今までの雄汰のステータスの修正したことを報告します
これまではクラ■ク■成とオ■バーロ■ド化と技能を入れていましたが
よくよく考えたらこれを使えるようになるのは
原作の鎧武では終盤になるので、消させていただきました
それではどうぞ
雄汰Side
ハジメたちが倒したサソリモドキとサイクロプスの素材やら肉やらをハジメの拠点に持ち帰った。

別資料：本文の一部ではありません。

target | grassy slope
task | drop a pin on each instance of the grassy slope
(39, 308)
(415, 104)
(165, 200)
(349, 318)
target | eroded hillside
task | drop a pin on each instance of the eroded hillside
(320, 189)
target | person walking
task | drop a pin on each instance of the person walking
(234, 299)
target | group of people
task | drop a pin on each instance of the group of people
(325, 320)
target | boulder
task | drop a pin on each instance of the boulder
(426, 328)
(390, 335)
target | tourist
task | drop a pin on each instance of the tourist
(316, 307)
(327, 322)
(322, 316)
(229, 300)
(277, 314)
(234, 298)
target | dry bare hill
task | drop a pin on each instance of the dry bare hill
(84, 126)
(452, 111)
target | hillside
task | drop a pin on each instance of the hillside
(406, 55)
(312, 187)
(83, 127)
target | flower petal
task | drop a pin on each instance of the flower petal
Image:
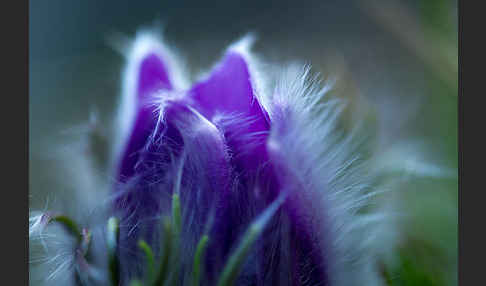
(147, 73)
(230, 90)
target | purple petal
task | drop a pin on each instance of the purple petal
(230, 91)
(152, 76)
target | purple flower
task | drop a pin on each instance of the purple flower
(229, 149)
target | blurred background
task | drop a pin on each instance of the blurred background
(395, 61)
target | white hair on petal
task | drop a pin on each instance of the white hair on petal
(332, 163)
(146, 41)
(260, 83)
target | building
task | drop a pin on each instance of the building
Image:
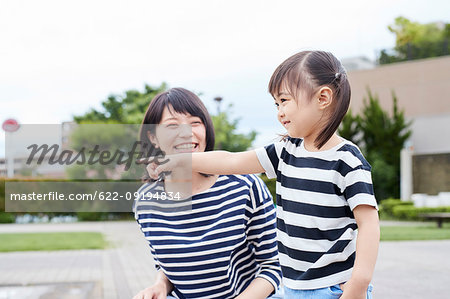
(422, 88)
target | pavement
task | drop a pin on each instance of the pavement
(120, 271)
(407, 269)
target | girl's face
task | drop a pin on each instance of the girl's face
(301, 117)
(179, 133)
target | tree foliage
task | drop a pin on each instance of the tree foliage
(382, 136)
(416, 41)
(226, 136)
(123, 109)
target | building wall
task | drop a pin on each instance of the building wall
(422, 88)
(431, 173)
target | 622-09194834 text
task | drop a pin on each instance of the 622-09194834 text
(104, 196)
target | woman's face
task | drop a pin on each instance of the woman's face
(179, 133)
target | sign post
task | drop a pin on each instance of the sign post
(10, 126)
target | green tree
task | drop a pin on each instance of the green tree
(416, 41)
(226, 136)
(383, 136)
(123, 109)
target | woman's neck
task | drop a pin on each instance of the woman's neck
(189, 185)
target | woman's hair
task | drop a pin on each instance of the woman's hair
(181, 101)
(308, 71)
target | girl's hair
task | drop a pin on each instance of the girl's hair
(181, 101)
(309, 71)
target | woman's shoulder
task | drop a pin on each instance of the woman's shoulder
(248, 180)
(151, 186)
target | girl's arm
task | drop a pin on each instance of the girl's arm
(259, 288)
(214, 162)
(158, 290)
(366, 252)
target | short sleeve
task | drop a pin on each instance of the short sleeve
(269, 157)
(261, 232)
(359, 187)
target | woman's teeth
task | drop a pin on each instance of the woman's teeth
(186, 146)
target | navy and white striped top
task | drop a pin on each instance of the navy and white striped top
(316, 193)
(216, 244)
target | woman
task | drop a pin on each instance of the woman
(221, 241)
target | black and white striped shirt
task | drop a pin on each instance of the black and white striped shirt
(316, 193)
(219, 244)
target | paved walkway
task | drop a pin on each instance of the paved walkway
(413, 270)
(118, 272)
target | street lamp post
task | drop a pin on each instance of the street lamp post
(218, 100)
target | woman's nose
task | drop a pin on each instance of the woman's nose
(185, 130)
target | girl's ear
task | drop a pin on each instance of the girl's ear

その巨体と相まって物凄く苦労したのだが、最上級魔法の行使により、へばったユエに再度血を飲ませると瞬く間に復活し見事な身体強化で怪力を発揮してくれたため、三人がかりでなんとか運び込むことができた。
そのあと俺たちはお互いの部屋での出来事を話した
まさか俺がサガラと話している間に戦闘を行っていたみたいで、
なんか申し訳なかった。
ハジメ「そうすると、ユエって少なくとも三百歳以上なわけか?」
ユエ「……マナー違反」
雄汰「お前失礼の文字を覚えようぜ。」
三百年前の大規模な戦争のおり吸血鬼族は滅んだとされていたはずだ。実際、ユエも長年、物音一つしない暗闇に居たため時間の感覚はほとんどないそうだが、それくらい経っていてもおかしくないと思える程には長い間封印されていたという。二十歳の時、封印されたというから三百歳ちょいということだ。
ハジメ「吸血鬼って、皆そんなに長生きするのか?」
ユエ「……私が特別。〝再生〟で歳もとらない……」
雄汰「うぉ。不老不死か。」
聞けば十二歳の時、魔力の直接操作や〝自動再生〟の固有魔法に目覚めてから歳をとっていないらしい。普通の吸血鬼族も血を吸うことで他の種族より長く生きるらしいが、それでも二百年くらいが限度なのだそうだ。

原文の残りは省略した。